A despeito se própria ou contingente, a manifestação de um acidente pode ser frustrada: um ser humano pode ser incapaz de exercitar seu livre arbítrio por portar alguma lesão cerebral ou um cão ser incapaz de andar por lhe faltar uma perna devido a um acidente ou defeito genético. Nada disso significa, porém, que essas coisas deixem de ser acidentes. Isso mostra, na verdade, que a essência de algo não é uma mera coleção de seus acidentes próprios (ou propriedades).

Essência e existência

A essência de uma coisa é aquilo que captamos intelectualmente quando identificamos o gênero e a diferença especifica dela. A essência é portanto a natureza da coisa (cf. FrederickWilhelmsen).

Santo Tomás era uma “essencialista”, ou seja, ele acredita que as essências existem realmente. Os convencionalistas, por outro lado, acreditam que as essências são dependentes da mente, ou seja, não têm existência própria. Mas um momento: se as essências dependem da mente, isso significa que elas pressupõem a existência dessa mente. Se a mente é ontologicamente (se não cronologicamente) anterior às essências, mas para que a mente exista é obviamente necessário que sua própria essência exista, então concluímos que a mente é tanto anterior quanto posterior às essências, o que é obviamente impossível. Portanto, triangularidade, humanidade, vermilhidade etc. são universais que existem independentemente da mente, ou seja, não são meras invenções da mente humano ou artefatos linguísticos. No entanto, um escolástico não entende que as essências existam numa espécie de “céu platônico”, mas que existem imanentemente nas coisas em si e são abstraídas pelo intelecto. Então veja: as essências existem realmente, mas não significa que existam independentemente das coisas que compõem o mundo. Elas não são nem individuais, nem universais.

Os empiristas, à moda de Berkeley, acreditam numa espécie de “imagismo”, isto é, como se os conceitos fossem imagens mentais, ou aquilo que os escolásticos chamavam de fantasmas. No entanto, os conceitos são universais e abstratos, enquanto as imagens não podem ser nem universais, nem abstratas. É verdade que os conceitos provêm do mundo sensível, mas não se pode tolerar a ideia de que os conceitos são meramente imagens.

Similarmente, não se pode tolerar a ideia de que a essência é apenas e tão-somente a reunião das propriedades e das leis que regem uma coisa. Tais atributos derivam da essência, mas não são a essência. As propriedade e leis explicam uma essência, mas, novamente, não são a essência.

Por fim, cabe distinguir a essência da existência de algo.
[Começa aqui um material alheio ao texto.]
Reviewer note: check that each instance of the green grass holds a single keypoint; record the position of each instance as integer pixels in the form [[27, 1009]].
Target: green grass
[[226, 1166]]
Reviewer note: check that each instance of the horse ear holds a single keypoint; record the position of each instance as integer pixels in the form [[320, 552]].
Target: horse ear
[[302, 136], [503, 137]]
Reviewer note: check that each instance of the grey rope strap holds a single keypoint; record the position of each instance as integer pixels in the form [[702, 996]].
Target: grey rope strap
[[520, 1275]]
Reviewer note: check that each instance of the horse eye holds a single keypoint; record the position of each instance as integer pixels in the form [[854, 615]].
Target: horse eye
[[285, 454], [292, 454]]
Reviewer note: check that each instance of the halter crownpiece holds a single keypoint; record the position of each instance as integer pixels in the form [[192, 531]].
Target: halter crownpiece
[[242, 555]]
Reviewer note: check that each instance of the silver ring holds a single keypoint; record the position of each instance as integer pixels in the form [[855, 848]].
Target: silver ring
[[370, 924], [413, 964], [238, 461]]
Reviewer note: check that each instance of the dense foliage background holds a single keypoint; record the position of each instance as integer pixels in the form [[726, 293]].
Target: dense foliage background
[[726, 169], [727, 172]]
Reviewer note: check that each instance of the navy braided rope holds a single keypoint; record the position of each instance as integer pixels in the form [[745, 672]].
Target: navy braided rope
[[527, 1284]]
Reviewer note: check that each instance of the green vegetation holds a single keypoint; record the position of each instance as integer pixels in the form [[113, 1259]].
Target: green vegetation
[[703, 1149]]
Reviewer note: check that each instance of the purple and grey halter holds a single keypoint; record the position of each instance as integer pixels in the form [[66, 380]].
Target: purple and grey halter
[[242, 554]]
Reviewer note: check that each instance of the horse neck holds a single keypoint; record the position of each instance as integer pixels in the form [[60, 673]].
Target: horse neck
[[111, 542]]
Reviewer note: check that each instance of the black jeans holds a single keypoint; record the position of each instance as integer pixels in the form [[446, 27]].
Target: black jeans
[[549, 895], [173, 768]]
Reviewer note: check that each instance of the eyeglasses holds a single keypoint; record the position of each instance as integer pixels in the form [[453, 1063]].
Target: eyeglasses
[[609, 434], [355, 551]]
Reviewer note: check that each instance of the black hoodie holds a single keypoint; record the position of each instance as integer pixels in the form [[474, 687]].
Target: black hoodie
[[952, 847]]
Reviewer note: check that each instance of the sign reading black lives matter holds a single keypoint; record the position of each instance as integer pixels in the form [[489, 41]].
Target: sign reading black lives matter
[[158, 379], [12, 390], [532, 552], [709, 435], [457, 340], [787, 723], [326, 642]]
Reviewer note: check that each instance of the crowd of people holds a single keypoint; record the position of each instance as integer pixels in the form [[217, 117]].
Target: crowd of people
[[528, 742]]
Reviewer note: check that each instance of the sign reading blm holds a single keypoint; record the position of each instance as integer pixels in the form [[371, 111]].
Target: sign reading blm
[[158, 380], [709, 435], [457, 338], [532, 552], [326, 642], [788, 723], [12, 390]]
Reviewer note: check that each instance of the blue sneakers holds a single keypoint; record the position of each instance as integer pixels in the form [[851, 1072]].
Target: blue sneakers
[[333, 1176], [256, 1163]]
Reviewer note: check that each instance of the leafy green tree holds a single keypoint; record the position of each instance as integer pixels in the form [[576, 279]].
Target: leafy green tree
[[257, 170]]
De maneira geral, a essência é a potencialidade da coisa, enquanto a existência é a atualidade da coisa. Observe, por exemplo, que não há nada na essência de uma arvore que implique que ela exista. Para os tomistas, a distinção essência-existência é real. Ora, se você nunca tivesse visto nem ouvido falar de leões, dinossauros e unicórnios, como poderia saber que leões existem, dinossauros existiram e unicórnios não existem nem existiram? Eis uma maneira prática de entender que existência e essência são distintas.

O ser-em-potência, para os escolásticos, é diferente do ser-em-ato. Ambos, ato e potência, tem ser, mas “ser”, neste caso, é um termo análogo, não unívoco nem equívoco. Eis um esquema que ajuda a entender a questão:

1. O ato é real, isto é, tem ser.

2. A potência é real, isto é, tem ser.

3. A potência é realmente distinta do ato.

4. Se a potência tivesse ser no mesmo sentido unívoco que o ato tem ser, então a potência não seria realmente distinta do ato.

5. Se a potência tivesse ser apenas em sentido equívoco, então a potência não teria ser nenhum.

6. O único sentido cabível aqui é o sentido analógico.

7. Portanto, a potência tem ser em um sentido análogo ao ser que o ato tem.

Fonte: Edward Feser, Scholastic Metaphysics, Editiones Scholasticae, Alemanha, 2014.